Gabriel wykonywał wówczas swój sztandarowy utwór Biko, przerobiony później przez Simple Minds.

W 1981 roku ukazała się 4. płyta studyjna grupy, zatytułowana Sons And Fascination (parę miesięcy później, w tym samym roku wydano inną płytę – Sister Feeling Call – zawierała o połowę mniej tracków niż SAF i tylko dwa nowe – resztę skopiowano; później Virgin wydało obydwie razem).
Sons And Fascination można już zaliczyć do Rocka, chociaż New Wave jest tu przewodni.
Piosenki są bardzo dobre, niektóre nawet świetne.
Z longplaya wyciągnięto 3. single – The American, Sweat In Bullet i Love Song.
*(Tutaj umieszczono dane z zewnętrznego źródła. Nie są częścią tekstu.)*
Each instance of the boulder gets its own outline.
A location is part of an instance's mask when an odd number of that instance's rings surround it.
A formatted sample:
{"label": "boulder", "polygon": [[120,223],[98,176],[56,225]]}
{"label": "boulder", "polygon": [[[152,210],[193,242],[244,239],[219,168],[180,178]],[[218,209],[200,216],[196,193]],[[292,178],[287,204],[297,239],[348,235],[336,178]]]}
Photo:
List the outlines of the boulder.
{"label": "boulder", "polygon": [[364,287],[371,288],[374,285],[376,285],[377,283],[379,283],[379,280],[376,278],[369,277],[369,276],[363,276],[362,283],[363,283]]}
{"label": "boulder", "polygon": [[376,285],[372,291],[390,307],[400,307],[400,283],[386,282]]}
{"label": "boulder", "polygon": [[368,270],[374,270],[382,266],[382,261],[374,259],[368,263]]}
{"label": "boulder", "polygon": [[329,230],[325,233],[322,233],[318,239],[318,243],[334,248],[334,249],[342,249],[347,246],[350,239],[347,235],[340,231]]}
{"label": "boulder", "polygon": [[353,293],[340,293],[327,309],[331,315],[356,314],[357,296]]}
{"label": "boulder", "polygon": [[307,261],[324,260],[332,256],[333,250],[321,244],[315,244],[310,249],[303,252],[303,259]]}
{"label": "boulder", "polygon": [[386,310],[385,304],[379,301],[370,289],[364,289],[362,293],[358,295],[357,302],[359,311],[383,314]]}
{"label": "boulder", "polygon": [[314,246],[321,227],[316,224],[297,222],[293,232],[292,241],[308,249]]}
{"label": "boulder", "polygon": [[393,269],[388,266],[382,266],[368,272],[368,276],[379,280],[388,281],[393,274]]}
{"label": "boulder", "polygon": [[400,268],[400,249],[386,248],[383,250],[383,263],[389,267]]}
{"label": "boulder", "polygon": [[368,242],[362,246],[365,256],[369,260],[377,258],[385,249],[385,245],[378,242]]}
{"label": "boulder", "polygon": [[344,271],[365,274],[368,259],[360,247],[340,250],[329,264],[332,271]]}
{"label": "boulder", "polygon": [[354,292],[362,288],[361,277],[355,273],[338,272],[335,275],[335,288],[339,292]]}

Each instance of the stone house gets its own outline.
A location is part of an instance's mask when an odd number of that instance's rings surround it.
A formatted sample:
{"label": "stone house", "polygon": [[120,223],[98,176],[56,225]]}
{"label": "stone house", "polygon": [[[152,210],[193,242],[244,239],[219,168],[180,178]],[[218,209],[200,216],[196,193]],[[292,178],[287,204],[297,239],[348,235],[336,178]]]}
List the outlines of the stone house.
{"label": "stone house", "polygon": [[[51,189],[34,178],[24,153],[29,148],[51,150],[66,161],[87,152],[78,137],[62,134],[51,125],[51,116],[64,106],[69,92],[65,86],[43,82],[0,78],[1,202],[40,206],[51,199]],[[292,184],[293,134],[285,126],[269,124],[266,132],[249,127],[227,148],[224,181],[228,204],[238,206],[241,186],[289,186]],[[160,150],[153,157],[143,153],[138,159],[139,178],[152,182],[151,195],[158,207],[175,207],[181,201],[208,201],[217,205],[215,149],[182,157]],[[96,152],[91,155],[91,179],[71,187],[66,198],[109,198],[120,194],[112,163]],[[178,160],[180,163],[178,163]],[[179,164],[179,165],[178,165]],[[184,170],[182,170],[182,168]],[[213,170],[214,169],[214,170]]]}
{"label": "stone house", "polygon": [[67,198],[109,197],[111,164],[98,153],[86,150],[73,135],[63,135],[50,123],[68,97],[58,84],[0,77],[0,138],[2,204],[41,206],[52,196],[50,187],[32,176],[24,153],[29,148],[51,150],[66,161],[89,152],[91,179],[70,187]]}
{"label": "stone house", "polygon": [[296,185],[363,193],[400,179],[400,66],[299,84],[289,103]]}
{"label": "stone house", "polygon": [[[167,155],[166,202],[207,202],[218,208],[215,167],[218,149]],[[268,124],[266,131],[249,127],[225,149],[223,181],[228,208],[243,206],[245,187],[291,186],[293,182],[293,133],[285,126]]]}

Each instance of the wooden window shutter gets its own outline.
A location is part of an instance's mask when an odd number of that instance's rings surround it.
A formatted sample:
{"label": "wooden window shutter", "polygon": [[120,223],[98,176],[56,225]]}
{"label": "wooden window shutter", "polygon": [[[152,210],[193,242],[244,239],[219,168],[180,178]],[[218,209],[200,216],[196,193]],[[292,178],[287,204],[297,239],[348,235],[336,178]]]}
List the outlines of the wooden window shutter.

Album stał się pierwszym większym sukcesem, rozszedł się szybko w bardzo wielu egzemplarzach.
Do dwóch ostatnich piosenek nakręcono nietypowe teledyski.

Po wydaniu tego albumu, Brian McGee stwierdził, że opuszcza zespół, ponieważ nie podoba mu się atmosfera pracy i ciągłe jeżdżenie na koncerty i inne imprezy.
Wszystko tłumaczył zmęczeniem, dla niego zespół ten był swojego rodzaju zabawą.
Jego miejsce zastąpił najpierw Kenny Hyslop (koncerty promujące Sons And Fascination; grał również na singlu Promised You a Miracle), a podczas nagrywania 5. albumu Mike Ogletree.

Piąty studyjny album o tytule New Gold Dream, jest wspaniałą New Wave’ową kompilacją, którą polecam każdemu na początek.
Wydano aż 4. single, tylko do dwóch nakręcono teledyski (Promised You A Miracle, Glittering Prize; dwa pozostałe – Someone Somewhere In Summertime, New Gold Dream).
Dodatkowo w nagraniach uczestniczył inny perkusista – Mel Gaynor.

W 1983 roku pan Ogletree pożegnał się z “Prostymi Umysłami”.
Jego miejsce zajął wcześniej wymieniony Gaynor.
Grupa postanowiła całkowicie zmienić rodzaj granej muzyki.
Jako promocję nowego albumu i zresztą nowej muzyki w swoim wykonaniu, wydali minialbum pt. Sparkle Through The Years.
Grupa zmieniła muzykę na bardziej rockową, ostrzejszą; od razu było wiadomo, że już nigdy nie będzie albumu w stylu Reel To Real Cacophony czy innego.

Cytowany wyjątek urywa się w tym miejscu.